Text Summarization Technique for the Employee Feddback Box

sayantikabanik / capstone_isb

Using a combination of multiple facets of Health, Engagement and Productivity to estimate occupational burnout

Other

1 stars 1 forks source link

Text Summarization Technique for the Employee Feddback Box #27

Closed AnizD closed 2 years ago

AnizD commented 2 years ago

Hi ! Want you all to have a look at the quality of the output 👇🏼. The data fed in: All Review Text for 1) Infosys, 2) Infosys Pune and 3) Infosys Pune Technology Analysts. For the Feedback box, Edmundson looks better than the others.

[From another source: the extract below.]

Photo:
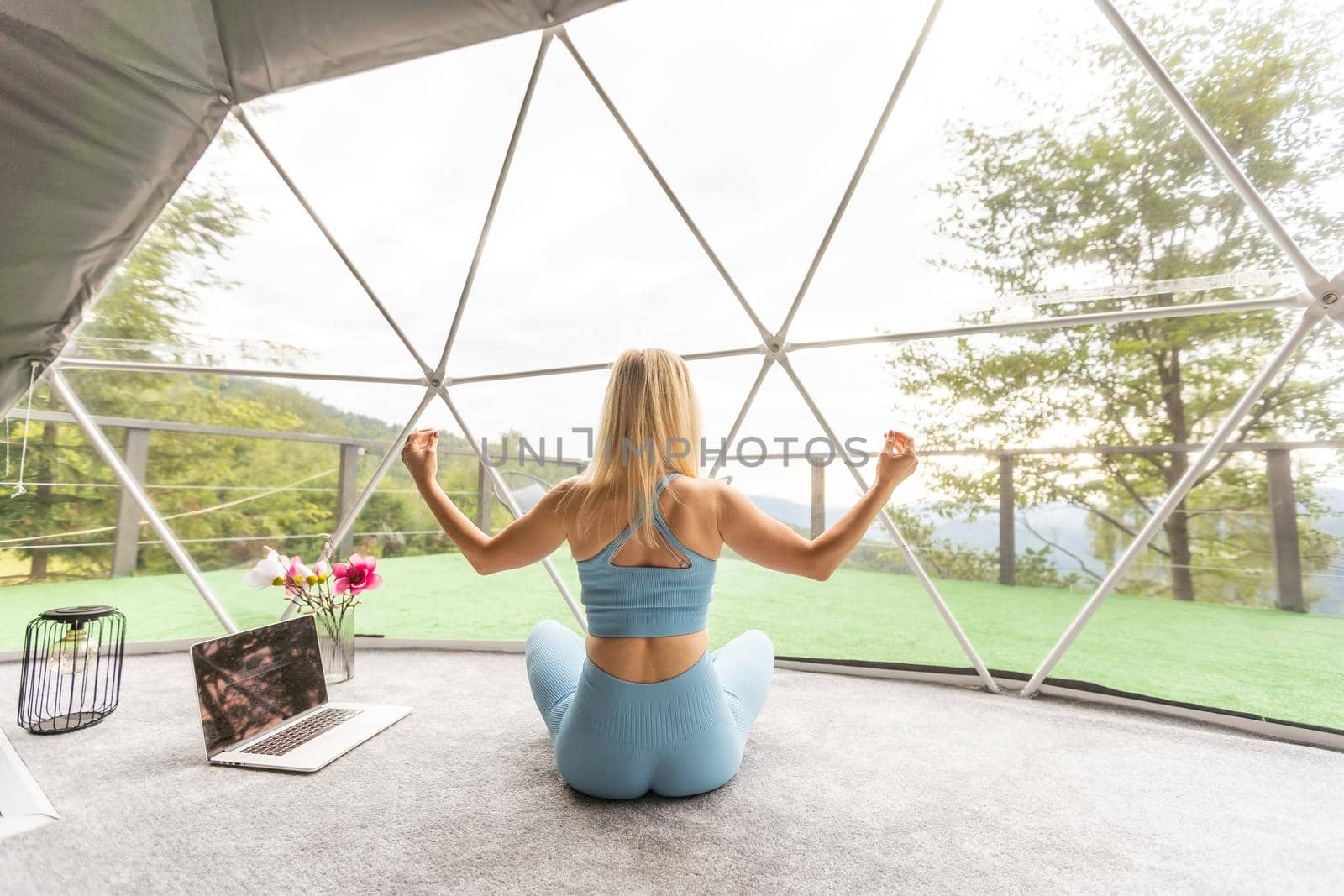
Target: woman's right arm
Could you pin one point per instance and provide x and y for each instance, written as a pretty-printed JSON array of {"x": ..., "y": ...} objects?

Also, do look at the bonus words, stigma words Let me know your thoughts in terms of the chosen technique.

Please refer to the python code under Experiments: Text Summarization - Sumy Package - Infosys.ipynb

sayantikabanik commented 2 years ago

https://github.com/sayantikabanik/capstone_isb/blob/main/experiments/Text%20Summarization%20-%20Sumy%20Package%20-%20Infosys.ipynb

Link to file ☝🏽

sayantikabanik commented 2 years ago

Some points to note here:

- Bonus words
These are the words pointing towards the important sentences. These may include superlatives ,adverbs etc.
- Stigma words
These are the words that have negative addect on the sentence importance. It includes anaphoric expressions, belittling expressions, etc.(We may expect the machine to treat them important but they are not really.)
- Null words
These aare the neutral or irrelevant words to the importance of sentences. These words are much like stopwords.

From the code, I don't think was, this, etc contribute to Stigma words unless there is some evidence of negative weights.

sayantikabanik commented 2 years ago

Do check the default dictionary corpus for null and stigma words for Edmundson/sumy

AnizD commented 2 years ago

Have updated the Bonus and Stigma words. This is done based on the top words/bigrams/trigrams in the corpus (Review Text, Pros, Cons).

Link to the latest version of the code: https://github.com/sayantikabanik/capstone_isb/blob/main/experiments/Text%20Summarization%20-%20Sumy%20Package%20-%20Infosys_V2.ipynb

sayantikabanik commented 2 years ago

LGTM thanks @AnizD